If there is anyone who can contribute a more accurate illustration of the anatomy - -please let me know and help make the web a more accurate place.

The Tensor Tympani muscle (the big brown muscle shown above) originates from the auditory tube (eustachian tube) and inserts onto the manubrium of the ear drum. Note the comments about the innacuracy of the drawing. It is innervated by the mandibular division of the trigeminal nerve (V), through the trigeminal ganglion.

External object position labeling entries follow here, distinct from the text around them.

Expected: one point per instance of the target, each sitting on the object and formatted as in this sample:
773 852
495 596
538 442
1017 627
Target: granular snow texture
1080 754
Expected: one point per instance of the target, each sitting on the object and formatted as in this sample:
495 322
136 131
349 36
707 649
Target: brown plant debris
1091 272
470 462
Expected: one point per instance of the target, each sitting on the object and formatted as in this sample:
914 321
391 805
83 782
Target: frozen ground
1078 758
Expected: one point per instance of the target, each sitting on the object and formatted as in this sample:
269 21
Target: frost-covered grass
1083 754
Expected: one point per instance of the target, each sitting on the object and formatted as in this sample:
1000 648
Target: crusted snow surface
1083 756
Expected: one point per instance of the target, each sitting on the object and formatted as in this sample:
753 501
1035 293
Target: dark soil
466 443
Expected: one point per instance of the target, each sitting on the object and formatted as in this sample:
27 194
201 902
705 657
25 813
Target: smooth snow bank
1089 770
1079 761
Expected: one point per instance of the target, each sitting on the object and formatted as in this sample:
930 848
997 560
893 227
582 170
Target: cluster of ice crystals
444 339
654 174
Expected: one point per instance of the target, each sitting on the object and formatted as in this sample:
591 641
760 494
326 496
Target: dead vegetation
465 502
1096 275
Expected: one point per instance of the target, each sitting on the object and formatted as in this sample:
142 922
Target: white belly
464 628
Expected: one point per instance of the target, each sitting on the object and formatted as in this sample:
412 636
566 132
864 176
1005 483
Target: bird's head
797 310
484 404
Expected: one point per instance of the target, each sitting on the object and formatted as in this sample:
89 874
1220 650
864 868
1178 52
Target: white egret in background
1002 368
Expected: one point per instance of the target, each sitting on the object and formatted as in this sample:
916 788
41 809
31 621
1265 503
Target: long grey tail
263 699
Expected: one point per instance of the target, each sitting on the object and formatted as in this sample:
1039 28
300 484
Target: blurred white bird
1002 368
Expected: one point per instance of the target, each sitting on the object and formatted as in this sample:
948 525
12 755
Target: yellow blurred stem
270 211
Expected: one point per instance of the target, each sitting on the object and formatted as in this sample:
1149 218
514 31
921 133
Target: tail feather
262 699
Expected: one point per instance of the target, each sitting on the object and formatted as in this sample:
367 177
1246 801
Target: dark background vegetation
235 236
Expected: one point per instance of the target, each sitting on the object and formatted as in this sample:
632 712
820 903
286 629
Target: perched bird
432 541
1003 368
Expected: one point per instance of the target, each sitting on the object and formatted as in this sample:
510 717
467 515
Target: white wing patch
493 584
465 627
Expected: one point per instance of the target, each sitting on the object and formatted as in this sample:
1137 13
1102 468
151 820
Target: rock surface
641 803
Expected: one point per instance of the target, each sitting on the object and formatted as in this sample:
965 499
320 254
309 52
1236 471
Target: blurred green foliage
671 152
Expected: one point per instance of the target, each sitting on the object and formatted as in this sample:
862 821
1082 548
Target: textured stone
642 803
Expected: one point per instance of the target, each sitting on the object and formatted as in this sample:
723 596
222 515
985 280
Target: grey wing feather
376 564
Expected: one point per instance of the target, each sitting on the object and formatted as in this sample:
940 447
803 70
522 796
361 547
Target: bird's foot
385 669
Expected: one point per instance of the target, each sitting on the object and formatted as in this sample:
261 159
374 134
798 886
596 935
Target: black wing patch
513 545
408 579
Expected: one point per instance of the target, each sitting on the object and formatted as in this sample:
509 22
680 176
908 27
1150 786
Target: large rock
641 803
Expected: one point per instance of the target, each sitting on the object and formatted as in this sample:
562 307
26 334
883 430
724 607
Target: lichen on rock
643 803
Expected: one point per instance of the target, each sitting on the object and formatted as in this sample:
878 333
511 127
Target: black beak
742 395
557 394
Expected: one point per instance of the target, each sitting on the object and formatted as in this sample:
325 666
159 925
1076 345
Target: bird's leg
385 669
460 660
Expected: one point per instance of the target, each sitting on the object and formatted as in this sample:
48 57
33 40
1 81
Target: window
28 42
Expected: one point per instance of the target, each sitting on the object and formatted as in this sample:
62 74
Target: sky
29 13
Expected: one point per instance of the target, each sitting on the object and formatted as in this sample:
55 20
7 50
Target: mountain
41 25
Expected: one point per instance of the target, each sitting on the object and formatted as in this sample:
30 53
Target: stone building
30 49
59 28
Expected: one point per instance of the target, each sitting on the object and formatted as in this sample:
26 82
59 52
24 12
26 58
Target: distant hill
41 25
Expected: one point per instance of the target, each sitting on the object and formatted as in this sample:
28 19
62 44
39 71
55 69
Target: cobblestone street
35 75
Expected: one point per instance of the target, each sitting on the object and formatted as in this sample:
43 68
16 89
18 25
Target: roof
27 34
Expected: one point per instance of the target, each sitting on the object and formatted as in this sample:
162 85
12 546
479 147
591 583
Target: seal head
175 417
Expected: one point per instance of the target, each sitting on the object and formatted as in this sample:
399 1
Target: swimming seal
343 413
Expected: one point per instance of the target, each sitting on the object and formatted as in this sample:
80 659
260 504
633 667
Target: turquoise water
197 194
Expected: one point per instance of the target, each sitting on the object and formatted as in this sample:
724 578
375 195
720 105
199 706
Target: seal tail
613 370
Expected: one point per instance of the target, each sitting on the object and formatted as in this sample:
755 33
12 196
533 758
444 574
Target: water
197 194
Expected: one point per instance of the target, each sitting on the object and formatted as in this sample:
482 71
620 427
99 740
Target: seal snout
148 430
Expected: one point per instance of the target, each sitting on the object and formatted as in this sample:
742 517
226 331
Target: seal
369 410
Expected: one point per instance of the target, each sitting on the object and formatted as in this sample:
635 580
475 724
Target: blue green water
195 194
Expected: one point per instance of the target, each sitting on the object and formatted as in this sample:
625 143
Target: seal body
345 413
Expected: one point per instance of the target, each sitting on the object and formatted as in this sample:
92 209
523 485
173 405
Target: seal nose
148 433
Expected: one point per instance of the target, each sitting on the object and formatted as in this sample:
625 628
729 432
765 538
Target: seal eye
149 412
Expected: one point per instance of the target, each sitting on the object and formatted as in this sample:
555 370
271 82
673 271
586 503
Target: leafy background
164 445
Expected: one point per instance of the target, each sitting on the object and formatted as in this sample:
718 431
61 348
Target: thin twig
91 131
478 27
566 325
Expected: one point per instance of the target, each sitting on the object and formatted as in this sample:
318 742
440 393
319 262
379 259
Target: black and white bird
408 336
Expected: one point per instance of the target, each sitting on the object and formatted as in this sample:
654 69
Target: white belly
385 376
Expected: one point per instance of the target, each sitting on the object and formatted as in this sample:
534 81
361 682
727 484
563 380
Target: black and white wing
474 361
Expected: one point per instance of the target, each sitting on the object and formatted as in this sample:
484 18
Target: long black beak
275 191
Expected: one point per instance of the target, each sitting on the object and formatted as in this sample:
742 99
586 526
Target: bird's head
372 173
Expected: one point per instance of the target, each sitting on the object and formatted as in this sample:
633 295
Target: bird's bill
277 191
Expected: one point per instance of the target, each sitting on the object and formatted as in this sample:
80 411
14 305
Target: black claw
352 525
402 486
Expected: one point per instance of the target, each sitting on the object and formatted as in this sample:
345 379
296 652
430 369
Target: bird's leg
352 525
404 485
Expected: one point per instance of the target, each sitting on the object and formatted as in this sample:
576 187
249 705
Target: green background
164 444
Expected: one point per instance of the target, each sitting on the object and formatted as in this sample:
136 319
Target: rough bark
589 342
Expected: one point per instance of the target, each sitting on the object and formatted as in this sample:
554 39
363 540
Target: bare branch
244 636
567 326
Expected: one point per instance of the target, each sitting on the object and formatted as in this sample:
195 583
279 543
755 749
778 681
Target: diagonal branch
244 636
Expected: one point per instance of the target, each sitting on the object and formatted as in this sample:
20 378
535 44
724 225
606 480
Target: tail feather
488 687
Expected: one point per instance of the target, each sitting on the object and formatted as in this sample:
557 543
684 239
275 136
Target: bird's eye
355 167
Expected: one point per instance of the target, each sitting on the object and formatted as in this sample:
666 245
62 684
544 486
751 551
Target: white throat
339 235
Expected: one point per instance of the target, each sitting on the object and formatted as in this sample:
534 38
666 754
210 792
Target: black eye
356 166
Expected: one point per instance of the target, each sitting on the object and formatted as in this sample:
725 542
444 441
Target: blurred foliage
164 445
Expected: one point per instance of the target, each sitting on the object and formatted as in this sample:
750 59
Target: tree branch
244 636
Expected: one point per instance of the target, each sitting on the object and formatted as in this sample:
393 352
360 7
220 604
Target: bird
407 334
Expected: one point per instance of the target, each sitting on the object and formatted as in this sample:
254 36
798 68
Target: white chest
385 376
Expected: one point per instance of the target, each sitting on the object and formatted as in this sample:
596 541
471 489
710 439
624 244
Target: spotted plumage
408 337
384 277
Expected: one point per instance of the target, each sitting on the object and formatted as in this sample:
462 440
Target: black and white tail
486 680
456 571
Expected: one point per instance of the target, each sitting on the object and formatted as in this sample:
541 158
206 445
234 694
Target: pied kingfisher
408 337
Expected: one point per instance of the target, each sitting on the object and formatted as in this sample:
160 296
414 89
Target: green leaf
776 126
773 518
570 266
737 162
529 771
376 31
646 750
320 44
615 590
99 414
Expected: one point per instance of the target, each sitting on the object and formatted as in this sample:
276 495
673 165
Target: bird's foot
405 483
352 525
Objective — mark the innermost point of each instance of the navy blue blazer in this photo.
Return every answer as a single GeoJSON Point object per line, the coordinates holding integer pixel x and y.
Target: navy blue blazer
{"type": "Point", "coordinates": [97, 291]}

In many people with hyperacusis, there is increased reactivity of the TT reflex as part of the startle response to loud sound. The lowered reflex threshold for TT contraction can be activated by the anticipation of loud sound. In some people, the TT can be contracted simply by thinking about a loud noise.

Following contraction of the TT, there may be a thump, ear pain or fluttering or fullness. See the tinnitus page for more about these noises.

Occasional people can voluntarily contract the TT.

The stapedius muscle

This is another muscle in the middle ear that protects to loud noises -- primarily chewing. It is a much smaller muscle than the TT, and runs from the stapes to a close wall of the middle ear. It is innervated by the tympanic branch of the 7th nerve. When it is paralyzed, as is sometimes (but not always) the case in Bell's Palsy, there may be heightened perception of loud noises on one ear vs. the other.

The stapedius muscle may be overactive, causing a high-pitched "tick" sound. See the tinnitus page for more detail about stapedius muscle myoclonus.

The stapedius reflex can be measured using the "Acoustic Reflex test".